I think that's why children should learn to do math. It helps you shop and otherwise live your daily life. I say, keep the higher thinking for AFTER the kids can do their times tables. What's the point of having this discussion unless you first have the basics. Imagine talking linguistics without teaching the ABCs.
This is exactly what the reform is about. When you go to Wal-Mart and the kid behind the cash register can't understand how to make change, it's not because they haven't memorized their multiplication tables. It's that they haven't a clue how to understand the question.
I'd be happy if our students could solve your problem. But they can't. We need more of those.
Fundamentals first then understanding. It's the exact same process when teaching windsurfing for example (personnal experience :)), you start by applying simple rules, once you mastered them you can start explaining a lot more and it gets good. (sorry for my english it's not my natural language)

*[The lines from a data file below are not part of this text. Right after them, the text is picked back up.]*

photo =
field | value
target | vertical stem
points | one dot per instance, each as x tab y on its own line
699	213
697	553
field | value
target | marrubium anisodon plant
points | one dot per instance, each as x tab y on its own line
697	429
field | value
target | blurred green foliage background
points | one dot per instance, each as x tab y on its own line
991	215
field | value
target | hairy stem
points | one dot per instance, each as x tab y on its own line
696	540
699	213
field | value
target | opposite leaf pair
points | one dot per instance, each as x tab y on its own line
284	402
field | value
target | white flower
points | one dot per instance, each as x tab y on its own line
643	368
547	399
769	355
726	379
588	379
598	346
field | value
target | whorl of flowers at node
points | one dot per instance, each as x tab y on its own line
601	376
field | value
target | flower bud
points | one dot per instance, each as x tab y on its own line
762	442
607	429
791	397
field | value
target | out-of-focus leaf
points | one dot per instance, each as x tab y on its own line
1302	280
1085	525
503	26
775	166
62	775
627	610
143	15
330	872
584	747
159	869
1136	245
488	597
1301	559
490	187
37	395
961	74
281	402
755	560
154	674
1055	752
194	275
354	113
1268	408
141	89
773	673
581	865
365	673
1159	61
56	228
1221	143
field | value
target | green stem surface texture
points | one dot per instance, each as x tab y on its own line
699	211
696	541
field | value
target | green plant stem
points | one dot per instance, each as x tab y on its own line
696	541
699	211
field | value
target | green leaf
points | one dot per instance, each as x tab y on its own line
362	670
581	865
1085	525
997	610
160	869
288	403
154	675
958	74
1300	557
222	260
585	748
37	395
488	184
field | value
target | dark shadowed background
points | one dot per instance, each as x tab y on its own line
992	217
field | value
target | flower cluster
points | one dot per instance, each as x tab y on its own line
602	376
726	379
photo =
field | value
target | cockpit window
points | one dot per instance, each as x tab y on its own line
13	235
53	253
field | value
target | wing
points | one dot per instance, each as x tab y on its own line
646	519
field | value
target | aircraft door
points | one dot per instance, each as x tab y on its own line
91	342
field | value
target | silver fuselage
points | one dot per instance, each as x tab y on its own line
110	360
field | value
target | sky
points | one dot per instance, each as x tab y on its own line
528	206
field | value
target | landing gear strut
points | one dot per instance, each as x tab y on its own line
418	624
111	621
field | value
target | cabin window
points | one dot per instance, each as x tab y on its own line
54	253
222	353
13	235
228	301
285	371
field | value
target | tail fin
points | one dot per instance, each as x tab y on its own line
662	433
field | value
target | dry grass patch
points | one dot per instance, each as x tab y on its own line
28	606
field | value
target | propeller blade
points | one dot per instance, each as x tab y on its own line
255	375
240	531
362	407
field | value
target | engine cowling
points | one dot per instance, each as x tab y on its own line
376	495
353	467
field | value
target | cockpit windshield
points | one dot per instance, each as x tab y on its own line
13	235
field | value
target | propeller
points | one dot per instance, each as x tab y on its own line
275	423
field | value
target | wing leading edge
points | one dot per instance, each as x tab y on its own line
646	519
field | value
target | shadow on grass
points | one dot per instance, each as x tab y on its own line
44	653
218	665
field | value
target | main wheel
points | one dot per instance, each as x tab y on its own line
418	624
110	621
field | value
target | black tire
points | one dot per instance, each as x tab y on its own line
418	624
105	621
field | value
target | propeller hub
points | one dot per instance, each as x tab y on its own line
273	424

And I agree that it's all gradual. You don't explain to 8 year-olds the concept of polynomial multiplication. Just mulitplication. Then you use examples and build on those to step up to the next level of difficulty. Just like windsurfing (or tennis, in my case).
Also, I almost never run into students who can't multiply 20*6. They can all handle that. They still can't do math to save their lives often. Memorizing multipication tables is not learning math. Not much anyway.
On tests there not allowed.
I see a lot of foreigners reply to this video, so let me be a part of them.
Somehow, it seems that this problem exists only in America. Other countries seem to be able to teach math to the kids. They teach them the most efficient "standard" method, without any other "creative" ways. And then they teach applications for those methods. They show proofs why this works one way or the other. They help students to understand math on fundamental level, with the help of the equations.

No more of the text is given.